Textractor is available on PyPI and can be installed with `pip install amazon-textract-textractor`. By default this will install the minimal version of textractor. The following extras can be used to add features:

- `pdf` (`pip install amazon-textract-textractor[pdf]`) includes `pdf2image` and enables PDF rasterization in Textractor. Note that this is **not** necessary to call Textract with a PDF file.
- `torch` (`pip install amazon-textract-textractor[torch]`) includes `sentence_transformers` for better word search and matching. This will work on CPU but be noticeably slower than non-machine learning based approaches.
- `dev` (`pip install amazon-textract-textractor[dev]`) includes all the dependencies above and everything else needed to test the code.

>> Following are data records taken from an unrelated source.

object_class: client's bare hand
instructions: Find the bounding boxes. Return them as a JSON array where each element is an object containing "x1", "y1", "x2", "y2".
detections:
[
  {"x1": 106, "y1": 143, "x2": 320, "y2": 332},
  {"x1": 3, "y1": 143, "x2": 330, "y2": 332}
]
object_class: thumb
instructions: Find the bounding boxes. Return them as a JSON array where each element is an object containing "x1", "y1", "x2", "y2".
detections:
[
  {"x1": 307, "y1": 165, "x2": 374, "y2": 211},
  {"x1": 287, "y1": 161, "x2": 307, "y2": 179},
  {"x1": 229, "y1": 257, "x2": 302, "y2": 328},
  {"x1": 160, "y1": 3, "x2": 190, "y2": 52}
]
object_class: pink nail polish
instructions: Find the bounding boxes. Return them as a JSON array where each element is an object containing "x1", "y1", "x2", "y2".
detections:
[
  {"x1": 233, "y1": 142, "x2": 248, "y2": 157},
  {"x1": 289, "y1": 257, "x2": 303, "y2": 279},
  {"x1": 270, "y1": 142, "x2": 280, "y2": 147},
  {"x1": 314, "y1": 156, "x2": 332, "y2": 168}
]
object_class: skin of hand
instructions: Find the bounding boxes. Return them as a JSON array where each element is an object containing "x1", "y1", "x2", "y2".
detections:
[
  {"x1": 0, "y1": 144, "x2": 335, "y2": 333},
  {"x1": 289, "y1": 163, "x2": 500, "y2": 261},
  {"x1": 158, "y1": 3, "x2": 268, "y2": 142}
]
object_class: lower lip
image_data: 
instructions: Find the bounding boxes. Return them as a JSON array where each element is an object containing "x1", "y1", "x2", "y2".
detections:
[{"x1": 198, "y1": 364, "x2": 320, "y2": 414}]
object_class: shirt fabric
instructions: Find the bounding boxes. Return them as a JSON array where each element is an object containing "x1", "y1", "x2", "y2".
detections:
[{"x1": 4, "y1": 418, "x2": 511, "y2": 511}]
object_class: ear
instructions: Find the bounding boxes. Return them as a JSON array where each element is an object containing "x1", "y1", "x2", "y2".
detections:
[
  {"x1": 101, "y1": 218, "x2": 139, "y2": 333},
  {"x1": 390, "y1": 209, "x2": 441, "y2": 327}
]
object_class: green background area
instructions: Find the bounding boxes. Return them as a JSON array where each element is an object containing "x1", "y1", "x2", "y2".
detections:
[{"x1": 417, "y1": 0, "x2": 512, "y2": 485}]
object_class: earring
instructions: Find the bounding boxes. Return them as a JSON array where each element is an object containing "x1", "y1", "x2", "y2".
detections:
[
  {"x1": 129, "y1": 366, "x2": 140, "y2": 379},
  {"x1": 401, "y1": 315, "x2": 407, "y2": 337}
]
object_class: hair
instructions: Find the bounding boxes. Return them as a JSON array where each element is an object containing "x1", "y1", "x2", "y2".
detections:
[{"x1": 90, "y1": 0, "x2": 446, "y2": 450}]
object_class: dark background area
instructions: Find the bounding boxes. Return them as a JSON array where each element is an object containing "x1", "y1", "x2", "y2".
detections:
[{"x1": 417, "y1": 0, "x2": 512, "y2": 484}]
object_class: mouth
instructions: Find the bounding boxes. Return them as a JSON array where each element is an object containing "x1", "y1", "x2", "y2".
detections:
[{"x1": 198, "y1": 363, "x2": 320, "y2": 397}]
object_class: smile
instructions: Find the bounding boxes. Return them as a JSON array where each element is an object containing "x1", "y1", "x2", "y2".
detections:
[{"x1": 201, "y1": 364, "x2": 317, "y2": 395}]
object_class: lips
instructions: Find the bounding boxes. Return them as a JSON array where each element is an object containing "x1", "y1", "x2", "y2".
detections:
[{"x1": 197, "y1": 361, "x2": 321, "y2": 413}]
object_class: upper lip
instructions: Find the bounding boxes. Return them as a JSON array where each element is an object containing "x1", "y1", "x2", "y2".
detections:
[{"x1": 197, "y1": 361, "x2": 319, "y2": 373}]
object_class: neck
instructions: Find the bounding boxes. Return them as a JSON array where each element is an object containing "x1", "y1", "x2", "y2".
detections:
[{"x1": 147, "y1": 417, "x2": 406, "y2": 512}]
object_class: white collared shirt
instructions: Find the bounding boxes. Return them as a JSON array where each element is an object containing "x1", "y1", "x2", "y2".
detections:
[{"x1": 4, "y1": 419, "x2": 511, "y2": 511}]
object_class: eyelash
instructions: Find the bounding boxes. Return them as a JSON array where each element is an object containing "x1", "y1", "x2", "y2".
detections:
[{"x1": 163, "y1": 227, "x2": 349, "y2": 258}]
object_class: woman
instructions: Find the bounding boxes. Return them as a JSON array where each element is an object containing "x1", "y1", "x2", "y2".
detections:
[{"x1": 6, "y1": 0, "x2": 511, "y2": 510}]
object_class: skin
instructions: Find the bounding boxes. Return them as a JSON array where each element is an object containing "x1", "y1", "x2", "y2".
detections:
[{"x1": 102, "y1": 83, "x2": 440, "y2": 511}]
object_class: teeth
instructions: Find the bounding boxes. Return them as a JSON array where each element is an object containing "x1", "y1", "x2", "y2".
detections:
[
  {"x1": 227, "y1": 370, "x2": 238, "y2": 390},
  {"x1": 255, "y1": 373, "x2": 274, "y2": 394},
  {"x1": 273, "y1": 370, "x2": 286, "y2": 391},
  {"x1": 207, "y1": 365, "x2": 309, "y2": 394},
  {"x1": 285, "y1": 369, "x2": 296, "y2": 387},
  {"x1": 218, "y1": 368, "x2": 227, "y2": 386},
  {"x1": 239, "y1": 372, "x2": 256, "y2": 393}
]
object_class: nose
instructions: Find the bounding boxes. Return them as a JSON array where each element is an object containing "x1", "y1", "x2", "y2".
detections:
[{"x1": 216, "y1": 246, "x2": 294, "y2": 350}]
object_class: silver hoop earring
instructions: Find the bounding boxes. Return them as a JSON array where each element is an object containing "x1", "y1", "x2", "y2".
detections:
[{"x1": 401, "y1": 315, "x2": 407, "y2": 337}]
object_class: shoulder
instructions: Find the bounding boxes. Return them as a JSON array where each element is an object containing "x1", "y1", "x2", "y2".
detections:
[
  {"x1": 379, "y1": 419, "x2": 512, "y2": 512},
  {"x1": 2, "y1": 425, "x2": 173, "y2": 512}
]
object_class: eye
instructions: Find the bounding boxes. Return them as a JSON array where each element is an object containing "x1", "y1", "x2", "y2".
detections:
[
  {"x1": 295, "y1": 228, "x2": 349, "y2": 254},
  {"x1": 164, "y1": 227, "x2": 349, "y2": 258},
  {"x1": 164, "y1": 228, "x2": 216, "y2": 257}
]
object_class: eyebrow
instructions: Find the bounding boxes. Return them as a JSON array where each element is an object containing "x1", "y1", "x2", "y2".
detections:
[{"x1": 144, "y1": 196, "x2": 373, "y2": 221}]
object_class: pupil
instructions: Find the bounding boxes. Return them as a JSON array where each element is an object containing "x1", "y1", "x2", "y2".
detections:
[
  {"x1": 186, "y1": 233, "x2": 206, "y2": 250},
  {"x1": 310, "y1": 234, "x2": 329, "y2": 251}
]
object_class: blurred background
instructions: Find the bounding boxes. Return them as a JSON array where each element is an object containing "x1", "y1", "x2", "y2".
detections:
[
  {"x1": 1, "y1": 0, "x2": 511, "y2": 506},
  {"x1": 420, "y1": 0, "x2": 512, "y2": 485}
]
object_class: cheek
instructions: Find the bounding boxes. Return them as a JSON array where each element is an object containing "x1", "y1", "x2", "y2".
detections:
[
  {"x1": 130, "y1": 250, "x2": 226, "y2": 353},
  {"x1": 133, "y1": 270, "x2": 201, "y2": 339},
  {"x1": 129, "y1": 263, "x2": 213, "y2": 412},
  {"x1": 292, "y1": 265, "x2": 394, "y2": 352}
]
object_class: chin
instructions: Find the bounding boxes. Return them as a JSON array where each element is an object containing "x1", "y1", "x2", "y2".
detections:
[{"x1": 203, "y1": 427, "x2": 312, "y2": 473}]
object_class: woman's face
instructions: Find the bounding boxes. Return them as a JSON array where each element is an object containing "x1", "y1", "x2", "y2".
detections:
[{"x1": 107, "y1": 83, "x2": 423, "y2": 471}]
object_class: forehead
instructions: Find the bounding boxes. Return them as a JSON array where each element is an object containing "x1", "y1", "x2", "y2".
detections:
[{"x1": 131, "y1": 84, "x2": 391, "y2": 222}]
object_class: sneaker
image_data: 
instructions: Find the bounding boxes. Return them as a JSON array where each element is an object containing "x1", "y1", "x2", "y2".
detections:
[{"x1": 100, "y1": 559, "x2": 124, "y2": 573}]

You can pick several extras by separating the labels with commas like this `pip install amazon-textract-textractor[pdf,torch]`.

## Documentation

Generated documentation for the latest released version can be accessed here: [aws-samples.github.io/amazon-textract-textractor/](https://aws-samples.github.io/amazon-textract-textractor/)

## Examples

### Setup

These two lines are all you need to use Textract. The Textractor instance can be reused across multiple requests for both synchronous and asynchronous requests.

```py
from textractor import Textractor

extractor = Textractor(aws_profile_name="default")
```

### Text recognition

```py
# file_source can be an image, list of images, bytes or S3 path
document = extractor.detect_document_text(file_source="tests/fixtures/single-page-1.png")
print(document.lines)
#[Textractor Test, Document, Page (1), Key - Values, Name of package: Textractor, Date : 08/14/2022, Table 1, Cell 1, Cell 2, Cell 4, Cell 5, Cell 6, Cell 7, Cell 8, Cell 9, Cell 10, Cell 11, Cell 12, Cell 13, Cell 14, Cell 15, Selection Element, Selected Checkbox, Un-Selected Checkbox]
```

### Table extraction

```py
from textractor.data.constants import TextractFeatures

document = extractor.analyze_document(
	file_source="tests/fixtures/acord_form_2_05272022.png",
	features=[TextractFeatures.TABLES]
)
# Saves the table in an excel document for further processing
document.tables[0].export_as_excel("output.xlsx")
```

### Analyze ID

```py
document = extractor.analyze_id(file_source="tests/fixtures/fake_id.jpg")
print(document.identity_documents[0].get("FIRST_NAME"))
# 'FAKEID'
```

### Receipt processing (Analyze Expense)

```py
document = extractor.analyze_expense(file_source="tests/fixtures/receipt.jpg")
print(document.expense_documents[0].get("TOTAL").text)
# '$1810.46'
```

If your use case was not covered here or if you are looking for asynchronous usage examples, see [our collection of examples](textractor.readthedocs.org/latest/examples.html).

## Try it out

The `Demo.ipynb` can be used as a reference to understand some functionalities hosted by the package.
Additionally, `docs/tests/notebooks/` have some tutorials you can try out.

## Tests

The package comes with tests that call the production Textract APIs. Running the tests will incur charges to your AWS account.

## Contributing

See [CONTRIBUTING.md](CONTRIBUTING.md)

## License

This library is licensed under the Apache 2.0 License.